Matt Bazner and Justin Bercheny are Realtors at Max Broock (248-548-9100) on Woodward in Royal Oak

ARTICLE BY MARSHALL ZWEIG PHOTOGRAPHY BY AMY GILLESPIE
At 13 and Campbell in Royal Oak, there’s a hula girl silhouette on the side of a building, complete with palm tree and sunset. It’s the kind of image you don’t expect to see alongside the practicality of Little Caesars and 7-Eleven.
Michael Cayen put it up. His goal is simple: make something bright enough to maybe change a stranger’s mood at a red light.
“That’s the whole point,” he says. “If it brings a smile to somebody’s face… good.”
Michael’s philosophy was shaped during the three years he spent in Hawaii after graduating from Michigan State. There, he learned the ohana (extended family) way of treating people, which impacted him so much that he named his boutique Royal Oak firm Ohana Wealth Advisory.
What’s an example of ohana at Ohana? Before Michael gives investment advice, he asks himself one question: Would I have my mother invest in this?
Beyond Hawaii’s laid-back spirit, which matches his own (“I’m a laid-back person,” he says), Michael loved the way people there look out for each other.
"It's the way they take care of their own," he says. "That stayed with me. I mean, I help people retire. I know what’s at stake.”
Michael's path started with a nudge from his father, a high school principal, when he returned from Hawaii. He spent 25 years at his previous Royal Oak firm before launching Ohana in 2022. His clientele includes many educators, planning for retirement on modest salaries.
Michael doesn't take every client. Some people can't be helped. They don’t want guidance; they want reassurance that their fear is fact.
"It's like going to a doctor who tells you to lose 20 pounds and quit smoking,” Michael explains. “If you don't listen, the relationship doesn't gel, and what’s the doctor going to do? You can’t save everyone.”
It’s a gutsy stance for a small firm, but it's core to Michael’s philosophy: his job is relationship management, not just money management. "I'm not emotional with your money," he says. "With my clients' money, we've got to stick to the knitting,” meaning stay focused on the plan, not the noise.
And there's a lot of noise. According to Michael, the biggest threat to most people's financial future is their own emotions— amplified by cable news and social media.
“I’m trying to get clients not to watch so much TV,” he says. “Because it’s not pretty. That’s why the average investor sells at the wrong time, buys at the wrong time. Having an advisor is there to help protect you against yourself."
When markets dropped twenty percent during last year's tariff talk, Michael's phone stayed quiet. His clients trust him to watch the dashboard while they live their lives. "My phone doesn't ring unless they need money," he says.
The younger generation, used to Robin Hood apps and three years of strong returns, “feels very confident that it’s easy," he says. "Until they get beat up. Then they don't know what to do."

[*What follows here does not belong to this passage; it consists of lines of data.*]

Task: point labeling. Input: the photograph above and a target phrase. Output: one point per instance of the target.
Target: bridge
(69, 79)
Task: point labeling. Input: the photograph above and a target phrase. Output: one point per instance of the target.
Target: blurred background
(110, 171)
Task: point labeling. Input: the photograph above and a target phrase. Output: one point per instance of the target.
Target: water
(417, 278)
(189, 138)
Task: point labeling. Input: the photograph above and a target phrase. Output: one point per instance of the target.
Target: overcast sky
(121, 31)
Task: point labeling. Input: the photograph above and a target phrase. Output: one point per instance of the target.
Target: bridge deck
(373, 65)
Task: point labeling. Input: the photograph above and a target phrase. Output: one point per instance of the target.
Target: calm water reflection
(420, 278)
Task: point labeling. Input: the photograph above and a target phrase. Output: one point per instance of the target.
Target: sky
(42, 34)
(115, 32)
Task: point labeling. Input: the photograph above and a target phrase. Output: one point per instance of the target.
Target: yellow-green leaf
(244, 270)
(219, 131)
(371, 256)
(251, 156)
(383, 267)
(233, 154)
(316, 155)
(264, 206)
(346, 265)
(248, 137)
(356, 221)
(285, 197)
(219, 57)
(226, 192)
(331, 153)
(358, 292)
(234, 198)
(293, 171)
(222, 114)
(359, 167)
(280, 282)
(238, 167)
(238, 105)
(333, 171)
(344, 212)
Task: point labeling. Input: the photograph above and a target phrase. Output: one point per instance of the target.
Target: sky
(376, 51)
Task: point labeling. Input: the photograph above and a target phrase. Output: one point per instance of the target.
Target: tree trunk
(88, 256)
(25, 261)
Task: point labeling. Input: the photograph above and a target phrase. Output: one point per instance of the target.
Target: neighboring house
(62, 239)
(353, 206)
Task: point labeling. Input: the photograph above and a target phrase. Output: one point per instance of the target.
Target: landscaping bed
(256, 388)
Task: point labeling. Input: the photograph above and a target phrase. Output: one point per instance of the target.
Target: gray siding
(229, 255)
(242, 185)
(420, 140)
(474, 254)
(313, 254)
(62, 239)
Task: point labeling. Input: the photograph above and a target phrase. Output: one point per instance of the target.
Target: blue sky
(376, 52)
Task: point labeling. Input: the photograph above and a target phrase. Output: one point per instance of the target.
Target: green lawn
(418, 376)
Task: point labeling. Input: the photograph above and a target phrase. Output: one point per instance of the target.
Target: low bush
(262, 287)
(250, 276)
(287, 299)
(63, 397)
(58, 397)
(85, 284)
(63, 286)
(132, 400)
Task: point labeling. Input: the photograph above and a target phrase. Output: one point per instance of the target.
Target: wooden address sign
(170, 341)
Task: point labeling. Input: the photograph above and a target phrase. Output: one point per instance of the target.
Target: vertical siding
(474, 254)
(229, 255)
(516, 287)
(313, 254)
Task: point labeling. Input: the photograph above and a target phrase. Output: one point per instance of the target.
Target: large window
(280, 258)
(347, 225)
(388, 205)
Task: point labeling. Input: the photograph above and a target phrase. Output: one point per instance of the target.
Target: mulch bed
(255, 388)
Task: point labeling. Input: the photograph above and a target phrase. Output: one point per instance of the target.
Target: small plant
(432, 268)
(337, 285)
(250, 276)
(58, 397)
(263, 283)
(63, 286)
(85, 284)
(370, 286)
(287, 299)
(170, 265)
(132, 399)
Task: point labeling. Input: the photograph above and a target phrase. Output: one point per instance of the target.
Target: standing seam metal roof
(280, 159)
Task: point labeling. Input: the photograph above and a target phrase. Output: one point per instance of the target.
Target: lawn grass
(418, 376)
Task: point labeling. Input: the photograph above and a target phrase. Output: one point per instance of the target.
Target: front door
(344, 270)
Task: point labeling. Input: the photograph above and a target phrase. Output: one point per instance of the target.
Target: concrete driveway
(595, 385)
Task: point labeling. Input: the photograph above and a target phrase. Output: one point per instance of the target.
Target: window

“Ohana is the way Hawaiians take care of their own. That stayed with me. I mean, I help people retire. I know what’s at stake.”

When it comes to practical advice, Michael favors unsexy consistency over trendy tactics. His favorite habit? Increase your retirement contributions by twenty-five dollars every year.
"Every year. I don't care if you get a raise or not. Bump it up. You won't miss it.” Over decades, he's watched this simple rule build dramatically different account values. And start early, he says, before your paycheck gets absorbed into your lifestyle.
”We get stuck in, ‘Oh, I can't put any more money in because my grocery bills are too high,’” Michael says. “Well, if you really want me to see what you're spending, I could cut a lot of stuff. The reality is, if you have a hundred dollars, everybody you talk to wants a piece of it. Your job is to limit the people that can touch it."
As for long-term investing, Michael draws a hard line: if you need money within five years, don't put it in the market. Better to park it in a CD than risk needing it during a downturn.
His grounded truth about money? "Money gives you options. It's not evil—you can do good things with money." But when I press him on what money can't replace, he doesn't hesitate: "Time and health."
Or, as he puts it: "Everybody's wealth barometer is different. It's how much freedom you have and how much happiness you have. Money is just a tool for your happiness.”
Michael, fifty-four, is Royal Oak born and raised. He caddied for years at Red Run, had paper routes as a kid, and attended Bishop Foley. Now, three decades into his career—all spent in Royal Oak—he’s adding his own mark to the city.
Michael pulls up a recent Google review from a client he's worked with since 2009. "Michael is a valued member of our financial family," it reads. He emphasizes the last word: family.
"I can't control the markets," Michael says. "I can control providing good service, honesty, trust, transparency.”
“Everybody’s wealth barometer is different. It’s how much freedom you have and how much happiness you have. Money is just a tool for your happiness.”
So when you drive past that hula girl mural at 13 and Campbell, you’re seeing more than color against brick. You're seeing a philosophy as street art, from a guy for whom taking care of your own is a way of life.
Michael Cayen and Ohana Wealth Advisory are at ohanawealthadvisory.com or (248) 246-8080. Securities offered through Registered Representatives of Cambridge Investment Research, Inc., a broker-dealer, member FINRA/SIPC. Advisory services offered through Cambridge Investment Research Advisors, Inc., a Registered Investment Adviser. Ohana Wealth Advisory and Cambridge are not affiliated.

HER
ARTICLE BY MARSHALL ZWEIG | PHOTOGRAPHY BY AMY GILLESPIE

"There's something familiar about that belly." It's a strange sentence to hear in your own head. Especially when you're walking along a seawall in San Diego, searching for an uncle you haven't seen in decades. But Susanne Scott heard it anyway. Clear as a bell. And she followed it.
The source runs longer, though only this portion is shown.